Keywords: Androgen receptor, Urothelial carcinoma, Bladder cancer, Targeted therapy, Enzalutamide, Cisplatin, Testosterone

1. Introduction

Globally, urothelial carcinoma (UC) accounts for approximately 450 000 new cancer cases and 165 000 deaths every year with a significantly higher incidence in males compared to females [1,2]. Majority of patients are diagnosed with non-muscle invasive bladder cancer (NMIBC) for which, transurethral resection of bladder tumor (TURBT) with intravesical therapy with BCG, or chemotherapy agents like valrubicin, mitomycin or gemcitabine form the cornerstone of therapy [3]. Patients with localized muscle invasive bladder cancer (MIBC) are treated with multimodality therapy with neoadjuvant chemotherapy (in cisplatin eligible patients) followed by radical cystectomy or bladder sparing approaches incorporating maximal TURBT and concurrent chemotherapy and radiation or partial cystectomy in selected cases [[4], [5], [6], [7]]. However, despite initial curative intent treatment, around 50% of patients with muscle invasive disease experience disease recurrence and develop incurable metastatic UC (mUC) [4].

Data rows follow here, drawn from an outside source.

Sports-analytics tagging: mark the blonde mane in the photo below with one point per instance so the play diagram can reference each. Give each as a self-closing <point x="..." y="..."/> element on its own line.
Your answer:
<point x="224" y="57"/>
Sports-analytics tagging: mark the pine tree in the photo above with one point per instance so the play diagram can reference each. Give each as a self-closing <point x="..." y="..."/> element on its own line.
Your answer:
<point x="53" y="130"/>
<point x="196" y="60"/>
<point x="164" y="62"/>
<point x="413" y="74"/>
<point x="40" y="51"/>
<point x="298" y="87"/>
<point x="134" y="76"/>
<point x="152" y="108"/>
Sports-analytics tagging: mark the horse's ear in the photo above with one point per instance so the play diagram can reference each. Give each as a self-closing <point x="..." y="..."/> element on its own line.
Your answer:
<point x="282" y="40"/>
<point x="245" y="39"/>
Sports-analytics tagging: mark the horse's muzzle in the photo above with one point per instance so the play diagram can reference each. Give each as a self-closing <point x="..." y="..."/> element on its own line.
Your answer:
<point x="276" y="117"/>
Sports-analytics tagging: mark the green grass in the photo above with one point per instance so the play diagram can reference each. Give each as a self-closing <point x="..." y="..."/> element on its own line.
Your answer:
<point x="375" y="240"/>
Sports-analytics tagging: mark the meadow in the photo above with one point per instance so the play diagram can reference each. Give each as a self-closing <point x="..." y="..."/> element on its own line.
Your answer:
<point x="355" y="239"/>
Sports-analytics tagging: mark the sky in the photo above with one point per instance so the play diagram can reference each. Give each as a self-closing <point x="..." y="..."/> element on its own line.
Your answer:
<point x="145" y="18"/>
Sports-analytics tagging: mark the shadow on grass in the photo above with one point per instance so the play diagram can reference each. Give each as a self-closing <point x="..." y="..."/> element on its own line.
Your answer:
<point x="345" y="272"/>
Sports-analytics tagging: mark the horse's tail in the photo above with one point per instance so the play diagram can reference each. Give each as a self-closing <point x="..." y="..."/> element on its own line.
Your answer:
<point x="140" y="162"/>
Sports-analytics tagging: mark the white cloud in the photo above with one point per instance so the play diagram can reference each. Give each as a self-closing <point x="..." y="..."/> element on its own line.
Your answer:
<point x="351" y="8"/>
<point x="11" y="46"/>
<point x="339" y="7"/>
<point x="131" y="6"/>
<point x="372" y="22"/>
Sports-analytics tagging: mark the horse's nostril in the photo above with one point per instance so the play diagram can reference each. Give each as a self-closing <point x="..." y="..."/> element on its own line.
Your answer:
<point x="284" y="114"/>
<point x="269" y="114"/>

For patients with mUC, platinum-based combination chemotherapy continues to be the first line of therapy in eligible patients with gemcitabine plus cisplatin (GC) and conventional or dose-dense methotrexate, vinblastine, doxorubicin and cisplatin (MVAC) or gemcitabine and carboplatin being the most commonly utilized regimens [8,9]. After a long void of over 4 decades, the past few years have witnessed significant progress in the treatment of mUC with the advent of immune checkpoint inhibitors (CPIs) resulting in the Food and Drug Administration (FDA) approval of five CPIs, namely programmed cell death ligand-1 (PD-L1) inhibitors (avelumab, atezolizumab, and durvalumab) and anti-PD-1 antibodies (nivolumab and pembrolizumab) for mUC treatment [[10], [11], [12], [13], [14], [15]]. While all the CPIs are approved for patients with platinum-refractory mUC, only atezolizumab and pembrolizumab are approved for use as first-line therapy in cisplatin-ineligible patients with mUC with high-PD-L1 expressing tumors or those who are “platinum-ineligible” [16].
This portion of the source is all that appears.